07 Aout 1960 : Discours du Président Fulbert YOULOU à Owando au sujet de l’indépendance

Un enfant devenu grand est amené à se séparer de ses parents, sans pour autant rompre avec eux…Soko mwana a komi monene, a keyi kotala tata na ye : « Tata, ne komi monene mpe na lingui ko fanda na mboka na ngayi ».

Mais mwana yango, est ce que a ko boya tata ? La foule répond spontanément : _ Te.
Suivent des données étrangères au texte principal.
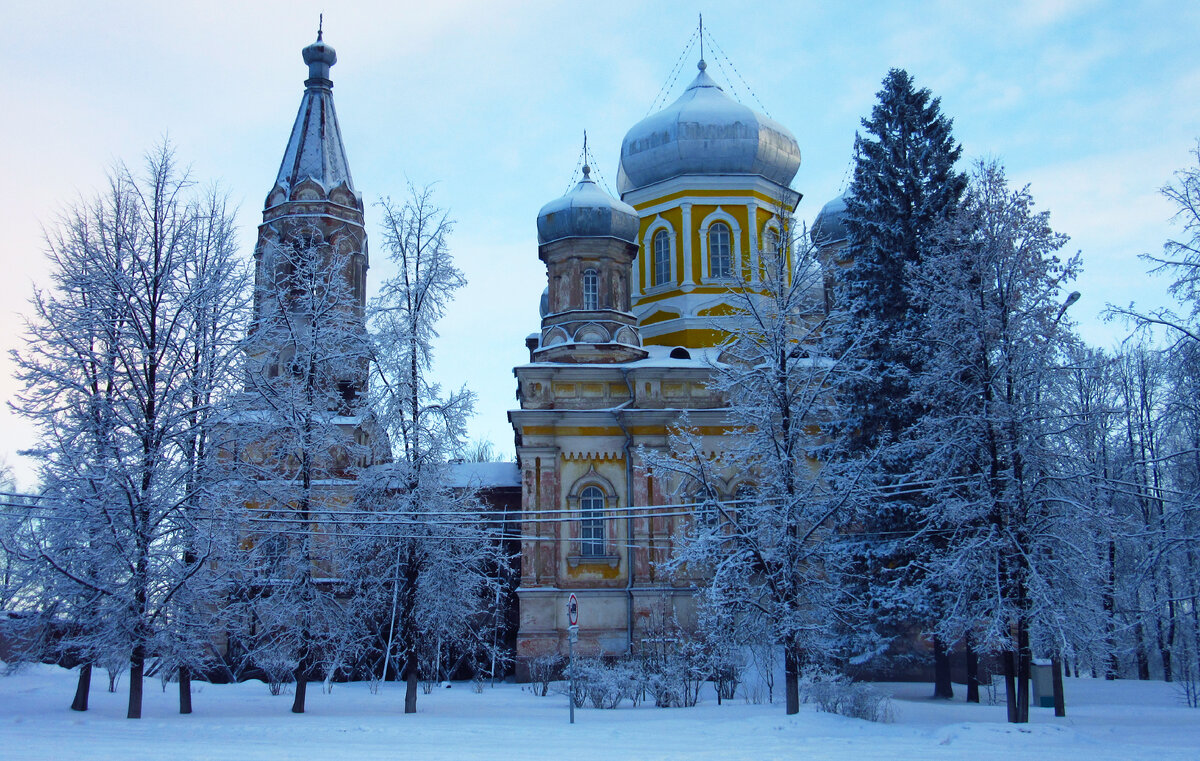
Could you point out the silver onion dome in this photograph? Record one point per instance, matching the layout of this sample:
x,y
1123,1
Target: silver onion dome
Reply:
x,y
319,57
829,227
706,132
587,211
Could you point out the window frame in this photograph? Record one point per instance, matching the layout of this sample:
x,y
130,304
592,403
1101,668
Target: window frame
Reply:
x,y
726,256
660,262
592,522
591,288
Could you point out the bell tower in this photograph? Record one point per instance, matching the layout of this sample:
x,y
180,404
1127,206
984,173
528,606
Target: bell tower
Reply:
x,y
588,240
312,235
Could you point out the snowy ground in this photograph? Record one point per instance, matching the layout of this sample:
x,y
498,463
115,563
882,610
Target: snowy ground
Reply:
x,y
1127,720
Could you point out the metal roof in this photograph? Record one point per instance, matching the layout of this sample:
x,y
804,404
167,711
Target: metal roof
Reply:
x,y
706,132
587,211
315,150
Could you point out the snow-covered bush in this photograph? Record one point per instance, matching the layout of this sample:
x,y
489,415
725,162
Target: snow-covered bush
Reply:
x,y
838,694
277,670
607,683
544,670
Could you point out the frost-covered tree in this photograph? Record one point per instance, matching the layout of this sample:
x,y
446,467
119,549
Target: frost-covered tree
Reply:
x,y
108,377
769,558
436,559
1159,445
1006,546
905,187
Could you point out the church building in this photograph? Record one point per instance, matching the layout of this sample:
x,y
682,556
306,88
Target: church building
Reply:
x,y
630,327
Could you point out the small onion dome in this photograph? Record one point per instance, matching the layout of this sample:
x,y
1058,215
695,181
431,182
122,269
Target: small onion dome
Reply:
x,y
706,132
587,211
831,223
319,57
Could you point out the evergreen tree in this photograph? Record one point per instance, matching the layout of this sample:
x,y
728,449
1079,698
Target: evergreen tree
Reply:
x,y
905,189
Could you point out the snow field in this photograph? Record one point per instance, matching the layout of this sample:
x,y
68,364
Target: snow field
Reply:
x,y
1126,720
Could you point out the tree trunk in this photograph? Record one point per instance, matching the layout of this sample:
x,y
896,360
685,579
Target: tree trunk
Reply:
x,y
137,667
1011,685
942,685
1060,702
1143,655
82,688
301,676
792,677
185,689
411,682
972,672
1024,661
1111,666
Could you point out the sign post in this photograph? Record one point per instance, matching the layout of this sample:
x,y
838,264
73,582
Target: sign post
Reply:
x,y
573,635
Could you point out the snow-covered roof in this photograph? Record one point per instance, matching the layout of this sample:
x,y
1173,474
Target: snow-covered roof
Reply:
x,y
659,357
706,132
587,211
484,474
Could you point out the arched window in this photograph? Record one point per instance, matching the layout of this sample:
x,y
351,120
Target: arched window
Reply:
x,y
661,258
592,522
591,289
772,243
720,262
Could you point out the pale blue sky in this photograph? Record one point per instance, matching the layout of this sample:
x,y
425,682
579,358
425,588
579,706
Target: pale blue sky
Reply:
x,y
1093,103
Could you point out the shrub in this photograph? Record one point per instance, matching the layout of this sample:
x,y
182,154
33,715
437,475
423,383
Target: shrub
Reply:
x,y
838,694
544,670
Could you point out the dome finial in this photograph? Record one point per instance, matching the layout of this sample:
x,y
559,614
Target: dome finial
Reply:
x,y
319,57
587,169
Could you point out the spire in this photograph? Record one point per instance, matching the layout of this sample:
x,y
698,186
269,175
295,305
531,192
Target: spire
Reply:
x,y
315,149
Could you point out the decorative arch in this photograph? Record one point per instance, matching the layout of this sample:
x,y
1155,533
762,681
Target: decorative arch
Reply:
x,y
706,253
652,232
592,333
592,498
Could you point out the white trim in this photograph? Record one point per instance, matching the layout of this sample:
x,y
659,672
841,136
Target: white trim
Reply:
x,y
720,215
659,223
688,276
741,184
753,221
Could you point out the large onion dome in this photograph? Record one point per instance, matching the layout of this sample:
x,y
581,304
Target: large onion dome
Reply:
x,y
831,223
706,132
587,211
A ko boya mama na ye ? _ Te.

Quand un enfant est devenu grand, il va voir son père : « Papa, je suis grand maintenant, et je veux construire mon propre village, je me suis marié, j’ai des enfants, et je tiens à habiter dans mon propre village ».

Mais est-ce que cet enfant va renier son père ? la foule répond spontanément : Non ! Est-ce qu’il va refuser sa mère ? Non !
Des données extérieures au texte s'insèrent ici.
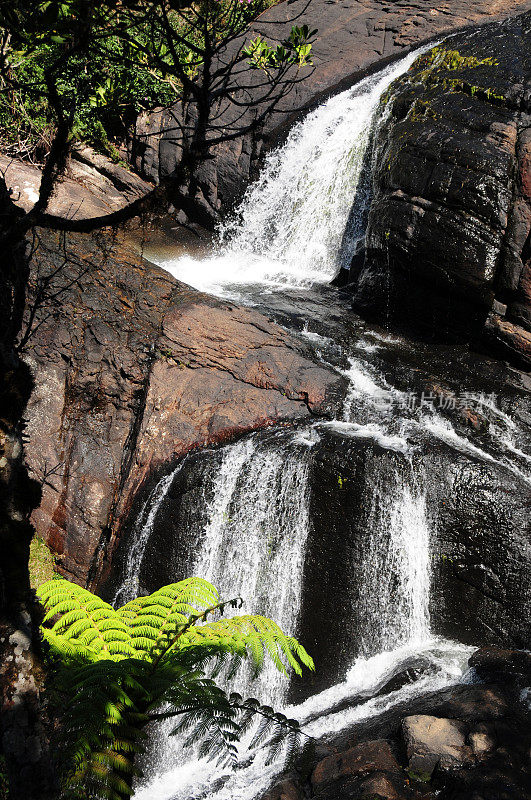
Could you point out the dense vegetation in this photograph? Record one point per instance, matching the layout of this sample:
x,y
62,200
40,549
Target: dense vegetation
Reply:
x,y
154,659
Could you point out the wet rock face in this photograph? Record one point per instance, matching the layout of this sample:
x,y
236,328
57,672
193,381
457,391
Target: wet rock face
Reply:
x,y
478,529
132,371
354,37
447,246
466,741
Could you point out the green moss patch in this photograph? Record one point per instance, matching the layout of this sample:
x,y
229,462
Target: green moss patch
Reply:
x,y
41,565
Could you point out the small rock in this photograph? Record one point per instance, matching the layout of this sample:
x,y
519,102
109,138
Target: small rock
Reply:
x,y
379,785
362,759
286,790
482,744
434,741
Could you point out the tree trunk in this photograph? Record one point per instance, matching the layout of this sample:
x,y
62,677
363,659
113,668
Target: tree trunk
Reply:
x,y
23,727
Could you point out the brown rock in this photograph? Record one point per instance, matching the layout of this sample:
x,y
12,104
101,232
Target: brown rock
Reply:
x,y
358,761
508,340
497,661
132,371
433,741
481,743
285,790
379,785
94,185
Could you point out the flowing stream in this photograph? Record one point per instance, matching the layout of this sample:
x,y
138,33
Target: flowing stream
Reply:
x,y
294,228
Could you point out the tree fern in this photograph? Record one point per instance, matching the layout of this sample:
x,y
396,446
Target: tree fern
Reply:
x,y
147,661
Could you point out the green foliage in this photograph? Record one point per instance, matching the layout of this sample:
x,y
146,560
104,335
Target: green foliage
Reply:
x,y
435,66
41,563
103,63
296,49
155,658
452,60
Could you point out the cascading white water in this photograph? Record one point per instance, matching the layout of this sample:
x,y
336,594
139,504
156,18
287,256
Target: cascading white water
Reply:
x,y
394,596
290,226
255,539
288,232
142,530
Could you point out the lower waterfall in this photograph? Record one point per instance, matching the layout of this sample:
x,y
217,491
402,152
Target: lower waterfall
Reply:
x,y
395,596
252,535
255,538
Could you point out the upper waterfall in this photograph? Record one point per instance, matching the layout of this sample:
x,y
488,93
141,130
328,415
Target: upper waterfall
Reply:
x,y
295,225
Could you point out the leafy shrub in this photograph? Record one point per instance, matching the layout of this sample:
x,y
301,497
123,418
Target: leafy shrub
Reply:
x,y
156,658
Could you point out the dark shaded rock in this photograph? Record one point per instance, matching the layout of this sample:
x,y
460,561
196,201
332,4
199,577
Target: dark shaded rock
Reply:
x,y
477,736
286,790
358,761
492,662
133,370
482,742
355,37
434,742
448,231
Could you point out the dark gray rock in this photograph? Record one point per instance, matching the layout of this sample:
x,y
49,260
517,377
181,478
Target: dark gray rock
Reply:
x,y
449,226
355,38
434,742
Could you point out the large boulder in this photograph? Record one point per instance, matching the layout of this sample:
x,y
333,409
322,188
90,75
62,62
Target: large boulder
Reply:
x,y
434,741
447,245
355,37
132,371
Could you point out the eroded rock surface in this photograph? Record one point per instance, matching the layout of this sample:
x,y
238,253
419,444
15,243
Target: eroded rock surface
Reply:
x,y
355,36
448,240
465,741
132,371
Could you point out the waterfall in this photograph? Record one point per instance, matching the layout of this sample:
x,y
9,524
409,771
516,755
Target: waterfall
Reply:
x,y
255,538
296,225
395,590
254,532
129,587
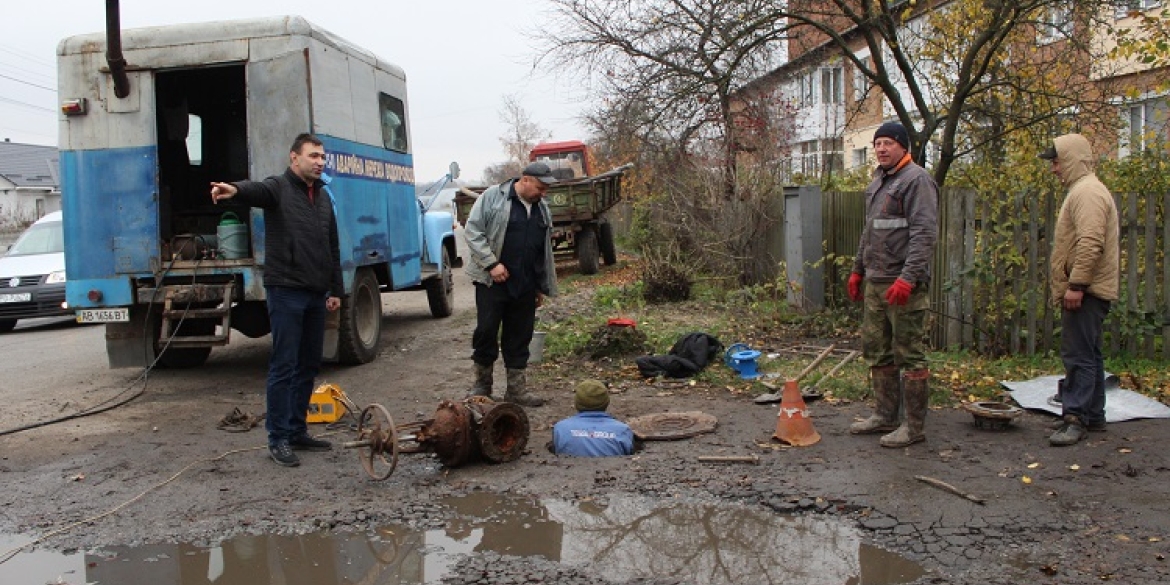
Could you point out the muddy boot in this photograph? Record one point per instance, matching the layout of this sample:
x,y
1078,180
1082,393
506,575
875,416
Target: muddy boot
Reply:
x,y
916,390
482,386
888,396
517,390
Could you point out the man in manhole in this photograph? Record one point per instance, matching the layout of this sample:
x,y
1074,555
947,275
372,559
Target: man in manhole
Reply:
x,y
592,432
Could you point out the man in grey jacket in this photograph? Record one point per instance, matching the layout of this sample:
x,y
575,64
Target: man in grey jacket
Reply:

Nous, nous sommes devenus grands, nous avons des hommes qui sont capables de régler nos affaires, mais nous ne voulons pas.

Bisou komi monene; to yali na bat oba ko koka ko kolenguele makambo na bisou.

Mais nous ne voulons pas rompre définitivement avec la France; nous restons dans la COMMUNAUTE.

Ba mindele ba ko fanda seko na mokili na bisou ; nous aurons toujours nos amis besoin d’eux. Ils seront toujours chez eux ici…

Awa, M. MAZENO à zalaki na pouvoir te na ko kata makambo nioso : na pessa ye pouvoir ; a komi Préfet na binou…

Les Blancs resteront toujours nos amis, nous aurons toujours besoin d’eux…

Ici, M. MAZENOT n’avait pas les pouvoirs de régler toutes les affaires ; je lui donne maintenant ces pouvoirs ; il devient votre Préfet.

Georges MAZENOT fut un administrateur colonial de la France d’Outre-Mer (FOM), qui avait longtemps servit dans la partie septentrionale au Nord de notre pays, depuis l’époque du « Moyen-Congo », jusqu’à la fin du règne de l’Abbé Fulbert YOULOU et la chute du régime de la première République du Congo, en passant par les différentes tractations pour le retour à la paix après la fin des hostilités consécutives aux émeutes de 1959, et la proclamation de l’indépendance.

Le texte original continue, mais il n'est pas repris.